InFusionSurf: Refining Neural RGB-D Surface Reconstruction Using Per-Frame Intrinsic Refinement and TSDF Fusion Prior Learning
Seunghwan Lee, Gwanmo Park, Hyewon Son, Jiwon Ryu, Han Joo Chae
TL;DR
InFusionSurf tackles the slow convergence and depth-blur challenges of NeRF-based RGB-D surface reconstruction by introducing per-frame intrinsic refinement (PFIR) and a TSDF Fusion prior learning phase. The method employs a dense feature grid with a three-phase optimization that first learns a geometric prior from TSDF Fusion, then progressively refines details with frame-specific ray corrections and higher-resolution grids. Quantitative and qualitative results show superior geometry and faster convergence compared to GO-Surf and Neural RGB-D, with ablations confirming the benefits of PFIR and TSDF priors.
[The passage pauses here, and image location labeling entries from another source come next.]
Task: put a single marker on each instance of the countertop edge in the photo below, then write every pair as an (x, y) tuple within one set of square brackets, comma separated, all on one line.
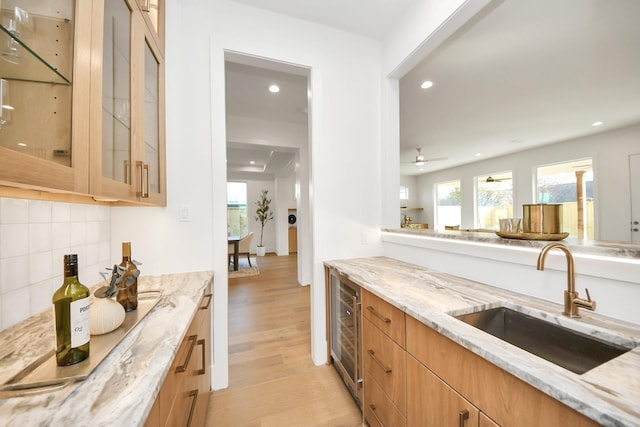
[(580, 392), (124, 387)]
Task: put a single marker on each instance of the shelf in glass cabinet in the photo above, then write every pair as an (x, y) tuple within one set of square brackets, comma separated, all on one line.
[(19, 62)]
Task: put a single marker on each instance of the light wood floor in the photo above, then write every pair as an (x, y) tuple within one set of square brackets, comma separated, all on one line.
[(272, 380)]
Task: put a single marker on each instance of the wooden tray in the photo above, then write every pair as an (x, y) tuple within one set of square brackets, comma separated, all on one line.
[(532, 236), (45, 374)]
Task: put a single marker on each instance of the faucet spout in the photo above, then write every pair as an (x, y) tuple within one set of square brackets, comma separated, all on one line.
[(572, 302)]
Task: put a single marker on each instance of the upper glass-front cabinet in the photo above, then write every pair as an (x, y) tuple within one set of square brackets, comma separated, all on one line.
[(36, 89), (131, 148), (116, 92), (154, 12), (82, 99)]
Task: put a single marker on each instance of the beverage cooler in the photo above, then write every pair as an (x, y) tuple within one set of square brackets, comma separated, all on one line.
[(345, 333)]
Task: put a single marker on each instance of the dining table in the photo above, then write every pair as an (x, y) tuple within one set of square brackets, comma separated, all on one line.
[(235, 240)]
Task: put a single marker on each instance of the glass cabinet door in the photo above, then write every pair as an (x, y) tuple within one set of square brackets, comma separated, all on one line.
[(116, 92), (36, 91)]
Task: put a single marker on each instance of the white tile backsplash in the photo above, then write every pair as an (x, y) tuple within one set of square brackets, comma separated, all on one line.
[(14, 211), (14, 240), (39, 211), (40, 237), (34, 237), (14, 273)]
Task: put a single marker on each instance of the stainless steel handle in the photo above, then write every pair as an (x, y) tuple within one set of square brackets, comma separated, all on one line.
[(194, 394), (373, 411), (145, 185), (378, 315), (183, 367), (375, 359), (206, 306), (462, 416), (204, 359), (355, 305)]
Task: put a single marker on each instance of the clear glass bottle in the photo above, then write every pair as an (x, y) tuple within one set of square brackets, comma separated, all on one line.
[(71, 316), (128, 292)]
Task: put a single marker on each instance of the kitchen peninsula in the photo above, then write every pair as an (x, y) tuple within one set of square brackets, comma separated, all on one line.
[(607, 394), (123, 388)]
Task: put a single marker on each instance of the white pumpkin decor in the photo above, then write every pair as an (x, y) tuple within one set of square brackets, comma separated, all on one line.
[(105, 315)]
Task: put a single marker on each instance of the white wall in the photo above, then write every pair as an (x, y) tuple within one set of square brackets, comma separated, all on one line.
[(345, 107), (610, 152), (34, 237)]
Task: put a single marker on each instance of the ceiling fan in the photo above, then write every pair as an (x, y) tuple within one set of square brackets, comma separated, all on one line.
[(492, 179), (421, 160)]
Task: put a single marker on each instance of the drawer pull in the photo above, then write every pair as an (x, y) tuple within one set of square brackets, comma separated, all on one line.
[(194, 394), (206, 306), (183, 367), (204, 369), (375, 359), (378, 315), (373, 411), (462, 416)]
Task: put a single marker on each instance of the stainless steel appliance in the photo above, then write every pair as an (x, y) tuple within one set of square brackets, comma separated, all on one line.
[(345, 333)]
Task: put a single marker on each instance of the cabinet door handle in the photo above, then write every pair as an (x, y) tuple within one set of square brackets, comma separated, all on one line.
[(194, 395), (378, 315), (206, 306), (373, 411), (375, 359), (204, 369), (144, 180), (462, 416), (183, 367)]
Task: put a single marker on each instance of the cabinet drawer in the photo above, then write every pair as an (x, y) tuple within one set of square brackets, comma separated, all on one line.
[(384, 361), (434, 403), (504, 398), (388, 318), (378, 409)]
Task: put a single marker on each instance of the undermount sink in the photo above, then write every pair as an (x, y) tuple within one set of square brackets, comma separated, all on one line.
[(565, 347)]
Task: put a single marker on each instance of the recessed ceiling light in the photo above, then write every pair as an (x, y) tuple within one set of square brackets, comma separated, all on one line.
[(426, 84)]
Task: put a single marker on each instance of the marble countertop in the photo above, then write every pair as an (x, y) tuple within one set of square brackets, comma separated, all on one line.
[(608, 394), (577, 246), (123, 388)]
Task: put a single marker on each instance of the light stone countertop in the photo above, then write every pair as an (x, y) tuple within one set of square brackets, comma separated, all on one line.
[(123, 388), (577, 246), (608, 394)]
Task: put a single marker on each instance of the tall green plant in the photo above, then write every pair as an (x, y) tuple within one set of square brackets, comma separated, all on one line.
[(263, 212)]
This approach enables efficient, high-fidelity 3D reconstruction from RGB-D video, offering practical advantages for real-world applications where depth motion blur and training time are critical factors.
Abstract
We introduce InFusionSurf, an innovative enhancement for neural radiance field (NeRF) frameworks in 3D surface reconstruction using RGB-D video frames. Building upon previous methods that have employed feature encoding to improve optimization speed, we further improve the reconstruction quality with minimal impact on optimization time by refining depth information. InFusionSurf addresses camera motion-induced blurs in each depth frame through a per-frame intrinsic refinement scheme. It incorporates the truncated signed distance field (TSDF) Fusion, a classical real-time 3D surface reconstruction method, as a pretraining tool for the feature grid, enhancing reconstruction details and training speed. Comparative quantitative and qualitative analyses show that InFusionSurf reconstructs scenes with high accuracy while maintaining optimization efficiency. The effectiveness of our intrinsic refinement and TSDF Fusion-based pretraining is further validated through an ablation study.